What is a Better Option? Life Insurance or Investments in Canada?
Assume a non-smoker male, thirty years old, purchases a $300,000 universal life insurance policy, with the guaranteed paid up option of 20 years, his monthly standard rated premium will be $216.08. (Figures obtained from Canada Life on May 8th, 2013, and it is subjected to change.) It is a permanent coverage, therefore, the $300,000 will be paid out no matter when he dies, and the good thing is he just has to pay premiums for twenty years.
On the other side, if he doesn't purchase this life insurance policy, he could use the $216.08/month to invest. Assume the investment he picks can give him a 5% annualized rate of return. At the 20th year, the investment balance will grow to $88,043.If he terminates making any additional contribution, and just lets the fundings to grow for another 25 years, the investment amount will be approximately $298,145 which is close to the death benefits. In this case, it takes 45 years for the investments to break even with the death benefits.

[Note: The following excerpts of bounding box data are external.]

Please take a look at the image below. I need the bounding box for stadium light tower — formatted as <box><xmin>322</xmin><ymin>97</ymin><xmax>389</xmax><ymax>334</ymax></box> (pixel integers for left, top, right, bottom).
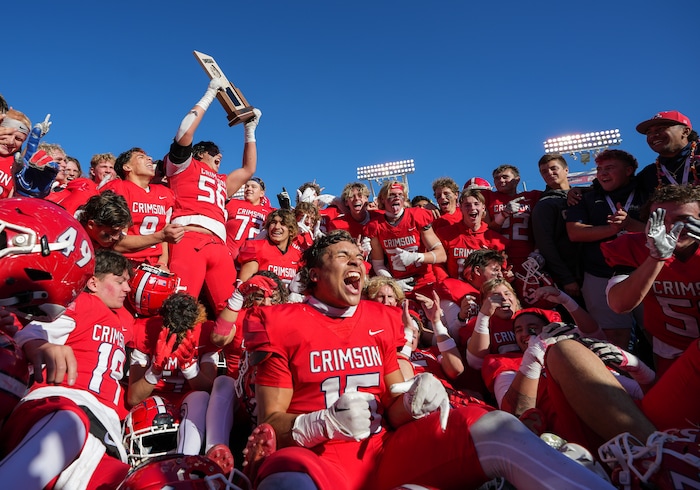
<box><xmin>544</xmin><ymin>129</ymin><xmax>622</xmax><ymax>163</ymax></box>
<box><xmin>357</xmin><ymin>160</ymin><xmax>416</xmax><ymax>200</ymax></box>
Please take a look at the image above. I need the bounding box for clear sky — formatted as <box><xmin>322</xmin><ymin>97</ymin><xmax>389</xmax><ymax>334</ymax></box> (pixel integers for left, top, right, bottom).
<box><xmin>0</xmin><ymin>0</ymin><xmax>700</xmax><ymax>205</ymax></box>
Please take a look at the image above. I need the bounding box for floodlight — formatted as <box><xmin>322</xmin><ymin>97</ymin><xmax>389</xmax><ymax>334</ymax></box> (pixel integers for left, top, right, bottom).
<box><xmin>544</xmin><ymin>129</ymin><xmax>622</xmax><ymax>158</ymax></box>
<box><xmin>357</xmin><ymin>159</ymin><xmax>416</xmax><ymax>199</ymax></box>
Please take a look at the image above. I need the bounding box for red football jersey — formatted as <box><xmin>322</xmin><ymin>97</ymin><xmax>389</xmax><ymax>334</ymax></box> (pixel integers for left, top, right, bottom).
<box><xmin>600</xmin><ymin>233</ymin><xmax>700</xmax><ymax>350</ymax></box>
<box><xmin>44</xmin><ymin>177</ymin><xmax>98</xmax><ymax>215</ymax></box>
<box><xmin>243</xmin><ymin>300</ymin><xmax>405</xmax><ymax>413</ymax></box>
<box><xmin>0</xmin><ymin>155</ymin><xmax>15</xmax><ymax>199</ymax></box>
<box><xmin>166</xmin><ymin>157</ymin><xmax>228</xmax><ymax>241</ymax></box>
<box><xmin>433</xmin><ymin>207</ymin><xmax>464</xmax><ymax>236</ymax></box>
<box><xmin>328</xmin><ymin>209</ymin><xmax>382</xmax><ymax>240</ymax></box>
<box><xmin>101</xmin><ymin>180</ymin><xmax>175</xmax><ymax>262</ymax></box>
<box><xmin>226</xmin><ymin>199</ymin><xmax>273</xmax><ymax>259</ymax></box>
<box><xmin>26</xmin><ymin>292</ymin><xmax>134</xmax><ymax>418</ymax></box>
<box><xmin>459</xmin><ymin>316</ymin><xmax>520</xmax><ymax>354</ymax></box>
<box><xmin>436</xmin><ymin>221</ymin><xmax>509</xmax><ymax>279</ymax></box>
<box><xmin>366</xmin><ymin>208</ymin><xmax>435</xmax><ymax>282</ymax></box>
<box><xmin>238</xmin><ymin>239</ymin><xmax>302</xmax><ymax>284</ymax></box>
<box><xmin>484</xmin><ymin>191</ymin><xmax>542</xmax><ymax>264</ymax></box>
<box><xmin>132</xmin><ymin>316</ymin><xmax>219</xmax><ymax>406</ymax></box>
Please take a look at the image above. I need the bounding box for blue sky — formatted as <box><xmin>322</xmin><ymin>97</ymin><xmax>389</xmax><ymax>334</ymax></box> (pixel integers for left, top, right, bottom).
<box><xmin>0</xmin><ymin>0</ymin><xmax>700</xmax><ymax>204</ymax></box>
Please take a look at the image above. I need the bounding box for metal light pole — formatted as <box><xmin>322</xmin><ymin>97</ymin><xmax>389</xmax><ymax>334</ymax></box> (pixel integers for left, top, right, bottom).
<box><xmin>357</xmin><ymin>160</ymin><xmax>416</xmax><ymax>200</ymax></box>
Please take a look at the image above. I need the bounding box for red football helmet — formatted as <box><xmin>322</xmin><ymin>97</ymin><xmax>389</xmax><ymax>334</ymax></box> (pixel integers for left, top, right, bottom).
<box><xmin>0</xmin><ymin>197</ymin><xmax>95</xmax><ymax>321</ymax></box>
<box><xmin>118</xmin><ymin>454</ymin><xmax>252</xmax><ymax>490</ymax></box>
<box><xmin>129</xmin><ymin>264</ymin><xmax>180</xmax><ymax>316</ymax></box>
<box><xmin>0</xmin><ymin>332</ymin><xmax>29</xmax><ymax>421</ymax></box>
<box><xmin>598</xmin><ymin>429</ymin><xmax>700</xmax><ymax>490</ymax></box>
<box><xmin>124</xmin><ymin>396</ymin><xmax>180</xmax><ymax>466</ymax></box>
<box><xmin>462</xmin><ymin>177</ymin><xmax>491</xmax><ymax>191</ymax></box>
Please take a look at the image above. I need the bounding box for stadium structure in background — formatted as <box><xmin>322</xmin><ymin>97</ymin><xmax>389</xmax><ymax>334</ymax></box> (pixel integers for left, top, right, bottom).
<box><xmin>357</xmin><ymin>159</ymin><xmax>416</xmax><ymax>201</ymax></box>
<box><xmin>544</xmin><ymin>129</ymin><xmax>622</xmax><ymax>186</ymax></box>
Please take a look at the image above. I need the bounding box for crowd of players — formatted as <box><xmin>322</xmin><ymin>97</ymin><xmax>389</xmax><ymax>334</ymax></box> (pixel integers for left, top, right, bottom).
<box><xmin>0</xmin><ymin>79</ymin><xmax>700</xmax><ymax>490</ymax></box>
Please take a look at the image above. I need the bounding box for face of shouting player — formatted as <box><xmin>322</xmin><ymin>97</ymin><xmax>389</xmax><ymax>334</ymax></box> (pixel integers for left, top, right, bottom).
<box><xmin>513</xmin><ymin>313</ymin><xmax>547</xmax><ymax>352</ymax></box>
<box><xmin>345</xmin><ymin>189</ymin><xmax>369</xmax><ymax>219</ymax></box>
<box><xmin>435</xmin><ymin>187</ymin><xmax>457</xmax><ymax>214</ymax></box>
<box><xmin>309</xmin><ymin>241</ymin><xmax>365</xmax><ymax>308</ymax></box>
<box><xmin>87</xmin><ymin>271</ymin><xmax>131</xmax><ymax>310</ymax></box>
<box><xmin>460</xmin><ymin>196</ymin><xmax>486</xmax><ymax>231</ymax></box>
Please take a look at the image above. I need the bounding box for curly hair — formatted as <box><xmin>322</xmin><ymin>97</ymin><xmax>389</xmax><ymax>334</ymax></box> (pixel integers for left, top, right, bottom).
<box><xmin>78</xmin><ymin>190</ymin><xmax>133</xmax><ymax>228</ymax></box>
<box><xmin>160</xmin><ymin>292</ymin><xmax>207</xmax><ymax>344</ymax></box>
<box><xmin>114</xmin><ymin>147</ymin><xmax>147</xmax><ymax>179</ymax></box>
<box><xmin>299</xmin><ymin>230</ymin><xmax>355</xmax><ymax>292</ymax></box>
<box><xmin>595</xmin><ymin>150</ymin><xmax>639</xmax><ymax>170</ymax></box>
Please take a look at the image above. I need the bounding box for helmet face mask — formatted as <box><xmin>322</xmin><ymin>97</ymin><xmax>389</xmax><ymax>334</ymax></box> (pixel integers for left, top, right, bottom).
<box><xmin>124</xmin><ymin>396</ymin><xmax>180</xmax><ymax>466</ymax></box>
<box><xmin>128</xmin><ymin>264</ymin><xmax>180</xmax><ymax>316</ymax></box>
<box><xmin>598</xmin><ymin>429</ymin><xmax>700</xmax><ymax>489</ymax></box>
<box><xmin>0</xmin><ymin>198</ymin><xmax>95</xmax><ymax>321</ymax></box>
<box><xmin>118</xmin><ymin>454</ymin><xmax>253</xmax><ymax>490</ymax></box>
<box><xmin>0</xmin><ymin>331</ymin><xmax>29</xmax><ymax>422</ymax></box>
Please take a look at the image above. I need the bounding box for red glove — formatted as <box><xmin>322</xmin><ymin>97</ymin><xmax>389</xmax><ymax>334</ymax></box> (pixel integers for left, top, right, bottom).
<box><xmin>153</xmin><ymin>328</ymin><xmax>177</xmax><ymax>371</ymax></box>
<box><xmin>29</xmin><ymin>150</ymin><xmax>58</xmax><ymax>170</ymax></box>
<box><xmin>238</xmin><ymin>275</ymin><xmax>277</xmax><ymax>298</ymax></box>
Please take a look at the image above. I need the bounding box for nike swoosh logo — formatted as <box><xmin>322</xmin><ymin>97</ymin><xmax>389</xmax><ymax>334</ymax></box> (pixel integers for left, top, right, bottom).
<box><xmin>102</xmin><ymin>432</ymin><xmax>117</xmax><ymax>446</ymax></box>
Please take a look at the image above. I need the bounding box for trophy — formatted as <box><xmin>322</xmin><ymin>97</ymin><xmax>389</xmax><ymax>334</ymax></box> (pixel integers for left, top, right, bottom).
<box><xmin>193</xmin><ymin>51</ymin><xmax>255</xmax><ymax>126</ymax></box>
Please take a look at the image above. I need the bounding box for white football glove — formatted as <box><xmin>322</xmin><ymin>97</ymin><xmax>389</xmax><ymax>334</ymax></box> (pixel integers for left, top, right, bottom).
<box><xmin>503</xmin><ymin>196</ymin><xmax>525</xmax><ymax>214</ymax></box>
<box><xmin>297</xmin><ymin>187</ymin><xmax>318</xmax><ymax>203</ymax></box>
<box><xmin>394</xmin><ymin>277</ymin><xmax>416</xmax><ymax>293</ymax></box>
<box><xmin>646</xmin><ymin>208</ymin><xmax>685</xmax><ymax>260</ymax></box>
<box><xmin>292</xmin><ymin>391</ymin><xmax>381</xmax><ymax>447</ymax></box>
<box><xmin>316</xmin><ymin>194</ymin><xmax>335</xmax><ymax>207</ymax></box>
<box><xmin>391</xmin><ymin>247</ymin><xmax>423</xmax><ymax>271</ymax></box>
<box><xmin>390</xmin><ymin>373</ymin><xmax>450</xmax><ymax>430</ymax></box>
<box><xmin>297</xmin><ymin>215</ymin><xmax>311</xmax><ymax>235</ymax></box>
<box><xmin>519</xmin><ymin>335</ymin><xmax>547</xmax><ymax>379</ymax></box>
<box><xmin>580</xmin><ymin>338</ymin><xmax>656</xmax><ymax>385</ymax></box>
<box><xmin>685</xmin><ymin>216</ymin><xmax>700</xmax><ymax>242</ymax></box>
<box><xmin>243</xmin><ymin>108</ymin><xmax>262</xmax><ymax>143</ymax></box>
<box><xmin>360</xmin><ymin>236</ymin><xmax>372</xmax><ymax>258</ymax></box>
<box><xmin>311</xmin><ymin>219</ymin><xmax>326</xmax><ymax>240</ymax></box>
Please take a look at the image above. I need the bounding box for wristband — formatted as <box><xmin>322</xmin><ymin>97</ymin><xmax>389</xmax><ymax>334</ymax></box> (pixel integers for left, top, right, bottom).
<box><xmin>437</xmin><ymin>338</ymin><xmax>457</xmax><ymax>352</ymax></box>
<box><xmin>474</xmin><ymin>312</ymin><xmax>491</xmax><ymax>335</ymax></box>
<box><xmin>560</xmin><ymin>291</ymin><xmax>580</xmax><ymax>313</ymax></box>
<box><xmin>433</xmin><ymin>320</ymin><xmax>450</xmax><ymax>336</ymax></box>
<box><xmin>180</xmin><ymin>362</ymin><xmax>199</xmax><ymax>379</ymax></box>
<box><xmin>627</xmin><ymin>362</ymin><xmax>656</xmax><ymax>385</ymax></box>
<box><xmin>292</xmin><ymin>410</ymin><xmax>328</xmax><ymax>447</ymax></box>
<box><xmin>143</xmin><ymin>364</ymin><xmax>163</xmax><ymax>385</ymax></box>
<box><xmin>228</xmin><ymin>289</ymin><xmax>243</xmax><ymax>311</ymax></box>
<box><xmin>212</xmin><ymin>316</ymin><xmax>236</xmax><ymax>337</ymax></box>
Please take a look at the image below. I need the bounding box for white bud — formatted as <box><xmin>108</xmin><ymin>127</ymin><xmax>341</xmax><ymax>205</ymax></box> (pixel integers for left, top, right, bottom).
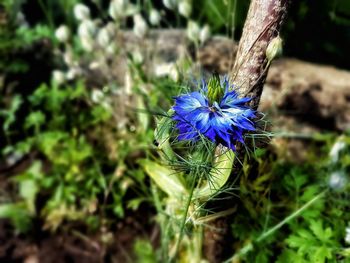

In addition, there are investment risks involved, while the premium and death benefits are guaranteed and written in the insurance contract. Insurance death benefits are paid out tax-free, on the other hand, tax may be applied to the investments. If the insured dies, his beneficiary will receive no death benefits, but only the accumulated investments. This is a self-insured method. (A person takes all the risk himself/herself instead of the insurer)
Then why would people not to have life insurance coverage? One good reason of having investments over life insurance is that it is more flexible to access the money. There are permanent life insurance that have built-in cash value, but the huge portion of the funding in the policy are still only accessible when a death claim is made. Simply speaking, most of the fundings are paid out to the beneficiary rather than the insured. For people who are not accounted for any financial responsibility, directing the money towards investments rather than paying the premium may be a better alternative.
This article is not trying to state which method is absolutely better than the other, but to discuss some of the different aspects of these two approaches. It is important to understand the different choices available and your needs before making any financial decisions.
Disclaimer:
This article is for general information only and is not intended to provide specific personalized advice including, without limitation, investment, financial, legal, accounting or tax advice. Please consult an appropriate professional regarding your particular circumstances. This article does not constitute an offer or solicitation in any jurisdiction in which such offer or solicitation is not authorized or to any person to whom it is unlawful to make such offer or solicitation. References in this article to third party goods or services should not be regarded as an endorsement of these goods or services.This article is intended for Ontario, Canadian residents only and the information contained herein is subject to change without notice. The owner of this article is not liable for any inaccuracies in the information provided.